Tyler MacGregor’s review published on Letterboxd:
Never quite understood the accusations that this movie is racist. Yeah there’s the dinner scene, I know eyeballs, live snakes and monkey brains aren’t a part of your typical indian diet, but we found out later that everyone at that table is a fucked up cultist. In my mind it’d be like if you called Raiders and Last Crusade xenophobic towards germans for how they villainize the nazis. It seems innocent in it’s intentions, but I don’t know, maybe my perspective isn’t the right one to comment from. Any indian friends want to chime in?

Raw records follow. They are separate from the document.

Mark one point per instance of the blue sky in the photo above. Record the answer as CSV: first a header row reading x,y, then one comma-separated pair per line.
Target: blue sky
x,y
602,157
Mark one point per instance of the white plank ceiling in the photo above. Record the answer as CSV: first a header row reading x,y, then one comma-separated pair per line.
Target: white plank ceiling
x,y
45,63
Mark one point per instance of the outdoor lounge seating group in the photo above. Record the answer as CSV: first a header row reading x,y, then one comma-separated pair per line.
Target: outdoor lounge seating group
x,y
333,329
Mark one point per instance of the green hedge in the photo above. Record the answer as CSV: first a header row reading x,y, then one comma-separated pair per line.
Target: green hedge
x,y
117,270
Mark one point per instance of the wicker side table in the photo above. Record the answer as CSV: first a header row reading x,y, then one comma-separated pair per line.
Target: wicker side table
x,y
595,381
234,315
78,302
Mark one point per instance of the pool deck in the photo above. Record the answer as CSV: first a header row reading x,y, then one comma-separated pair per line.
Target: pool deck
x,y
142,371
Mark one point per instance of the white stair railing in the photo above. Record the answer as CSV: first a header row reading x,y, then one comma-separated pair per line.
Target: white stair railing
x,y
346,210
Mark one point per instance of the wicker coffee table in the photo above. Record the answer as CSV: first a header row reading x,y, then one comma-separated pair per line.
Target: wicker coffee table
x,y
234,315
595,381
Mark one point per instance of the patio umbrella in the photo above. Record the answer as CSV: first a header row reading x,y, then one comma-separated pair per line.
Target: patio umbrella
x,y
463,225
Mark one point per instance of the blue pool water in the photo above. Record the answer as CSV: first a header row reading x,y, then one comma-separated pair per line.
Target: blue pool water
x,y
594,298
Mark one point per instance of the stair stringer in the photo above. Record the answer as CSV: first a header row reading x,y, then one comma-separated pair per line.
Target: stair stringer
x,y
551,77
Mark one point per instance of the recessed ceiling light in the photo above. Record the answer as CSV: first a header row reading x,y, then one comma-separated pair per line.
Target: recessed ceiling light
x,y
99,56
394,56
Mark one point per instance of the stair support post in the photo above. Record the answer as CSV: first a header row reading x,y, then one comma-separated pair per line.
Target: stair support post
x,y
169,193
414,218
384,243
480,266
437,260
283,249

It isn’t as clever or emotionally poignant as Raiders or The Last Crusade, but it compensates with sheer audacity. It’s dark, violent, vastly different in setting and tone, and very unapologetic about what it is. If you reduce the script to it’s skeletal level the formula is pretty similar to those other two movies, but judging based on events that actually happen, it’s crazy. There’s such a range to this movie, we go from this lighthearted opening musical number in Shanghai (which I just realized is mostly non-diegetic, nobody in the club can see behind that curtain) and slapstick shenanigans with Willie and Short Round, to violent human sacrifices and the abuse of child slaves, to shootouts with the chinese mafia and minecart chases, all in the same movie. It’s constantly moving forward from one batshit crazy set piece or situation to the next, at no point is it ever not entertaining. And it’s all driven by that ingenious building of suspense that props up the other movies. It’s sad to hear Spielberg self deprecate whenever he talks about this film, it really is some peak blockbuster filmmaking.